Ottawa Alderman Serving with Jules Morin (1963; 1965–1972) and Cecile O'Regan (1963–1964)
- In office 1963–1972
- Preceded by: Clem Aubin
- Succeeded by: Jules Morin
- Constituency: By Ward

Personal details
- Born: 1910
- Died: November 7, 1973 (aged 63)
- Spouse: Georgette Ranger (m. 1941)
- Children: 4

= Ralph Brunet =

Canadian politician

J. Raphaël "Ralph" Brunet (1910–November 17, 1973) was a Canadian politician. He served as an alderman on Ottawa City Council from 1963 to 1972, representing By Ward. He was known to speak little at council meetings, but was "highly regarded" by ward residents and for "getting things done". He promoted the integrity of the city's Byward Market, the use of the French language in municipal affairs, and securing of recreation facilities for young people.

==Early life==
Brunet was the son of Marie Louise ( Renaud) from Saint-Clet, Quebec and Francois d'Assise Brunet, from St. Albert, Ontario. At the time of Brunet's birth, his father worked as a general merchant in Moose Creek, Ontario. Brunet was known locally as an avid sportsman, having played as a defenceman in a local ice hockey league. He worked as an assistant foreman mason with the Department of Public Works. He was also a district deputy grand knight of the Knights of Columbus, vice president of La Salle Academy alumni, vice president of the Notre Dame Recreation Centre, and director of the Patro Boys' Club.

==Aldermanic career==
He ran for public office for the first time in the 1962 municipal election, running in By Ward. He made the announcement in mid-October of that year. On election day, he was elected in the two-seat ward, winning 2,952 votes, second place behind council dean Jules Morin, and over 700 votes ahead of the other incumbent, Clem Aubin, his brother-in-law, who lost his seat as a result. His stated priorities upon election included improving streets and sidewalks in Lowertown.

Upon taking his seat on council, Brunet became a member of the council's Youth Services Board. Later in the year, he joined the Traffic committee. He also served on the children's aid, air pollution and travels committees.

In early November 1964, Brunet announced he was running for re-election in the 1964 municipal election.
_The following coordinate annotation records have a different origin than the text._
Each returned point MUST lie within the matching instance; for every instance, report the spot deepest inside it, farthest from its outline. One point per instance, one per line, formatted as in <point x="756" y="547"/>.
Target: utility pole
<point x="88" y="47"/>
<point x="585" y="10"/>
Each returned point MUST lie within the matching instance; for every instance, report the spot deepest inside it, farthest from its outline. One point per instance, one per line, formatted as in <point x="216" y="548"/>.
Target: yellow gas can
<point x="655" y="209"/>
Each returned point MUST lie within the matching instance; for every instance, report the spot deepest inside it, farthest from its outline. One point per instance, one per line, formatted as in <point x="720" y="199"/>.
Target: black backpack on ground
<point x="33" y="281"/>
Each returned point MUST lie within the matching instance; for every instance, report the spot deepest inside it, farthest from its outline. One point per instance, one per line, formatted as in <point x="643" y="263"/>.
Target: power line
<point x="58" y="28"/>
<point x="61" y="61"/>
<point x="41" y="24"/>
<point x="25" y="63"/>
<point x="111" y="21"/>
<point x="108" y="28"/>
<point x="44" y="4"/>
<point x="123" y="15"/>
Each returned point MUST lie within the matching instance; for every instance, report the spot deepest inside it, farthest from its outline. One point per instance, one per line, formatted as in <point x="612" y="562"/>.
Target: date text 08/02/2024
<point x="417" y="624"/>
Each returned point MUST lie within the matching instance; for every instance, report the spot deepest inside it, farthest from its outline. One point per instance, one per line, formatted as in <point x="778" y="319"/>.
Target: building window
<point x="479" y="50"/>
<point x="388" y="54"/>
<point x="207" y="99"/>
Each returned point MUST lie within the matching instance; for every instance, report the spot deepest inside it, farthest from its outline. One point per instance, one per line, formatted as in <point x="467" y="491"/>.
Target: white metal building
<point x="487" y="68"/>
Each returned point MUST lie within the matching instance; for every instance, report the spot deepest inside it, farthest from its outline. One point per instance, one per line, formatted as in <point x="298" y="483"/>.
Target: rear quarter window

By the time of the election, he was also a member of the Saint-Jean-Baptiste Society. He ran on a platform of beautification of the Byward Market, more government buildings on Sussex Drive, and more bilingual signage. On election day, Brunet was re-elected winning By Ward's second seat again, picking up 3,805 votes, nearly 2,000 votes ahead of Aubin, who was attempting to win his old seat back.

For the 1965–66 council, Brunet retained his membership on the youth services bureau committee and the traffic committee. In March 1965, he was elected chairman of the pollution committee.

Brunet ran for re-election in the 1966 municipal election. In campaigning, he touted the widening of King Edward Avenue and the renovation of the Byward Market buildings, street construction and repairs in the area as his accomplishments. On election day, he was re-elected once again to the ward's second seat with 3,454 votes, about 1,700 votes ahead of third-place finisher Hubert Plouffe.

In early November 1969, Brunet announced his intention to run for re-election to a fourth term of office in the 1969 municipal election. During his campaign, he expressed concern for urban renewal plans in Sandy Hill and improvements to the Byward Market. He supported reducing the size of the city council, and called for rapid transit, more playground facilities, orderly centralization of essential services, and a review of the zoning by-law. On election day, he was once again re-elected to By Ward's second seat, winning 2,518 votes, around 1,400 more than the third place candidate, Andre Gratton.

Brunet was once again a member of the city's traffic committee for the 1970–72 council. During the term he voted against decreasing the size of council, despite supporting the idea during the previous campaign. In 1972, he was named chairman of the city's traffic committee.

On November 10, 1972, Brunet announced he was not running for re-election in the 1972 municipal election, citing his health and the number of candidates in the race as reasons.

==Death and legacy==
After retiring, Brunet became ill and died at hospital a year later, on November 17, 1973. He was interred at the Notre-Dame Cemetery.

In 1979, city council voted to name a park in Lowertown after him. After accidentally naming it "Rodolph Brunet Park", it was corrected to "Raphael Brunet Park".

==Personal life==
Brunet was married to Georgette Ranger, and had four children. Georgette served on the executive of the La Salle Academy Ladies' Auxiliary and was a member of the Federation of French Canadian Women, and the General Hospital Women's Auxiliary. The family summered at a family cottage on Trout Lake in Quebec.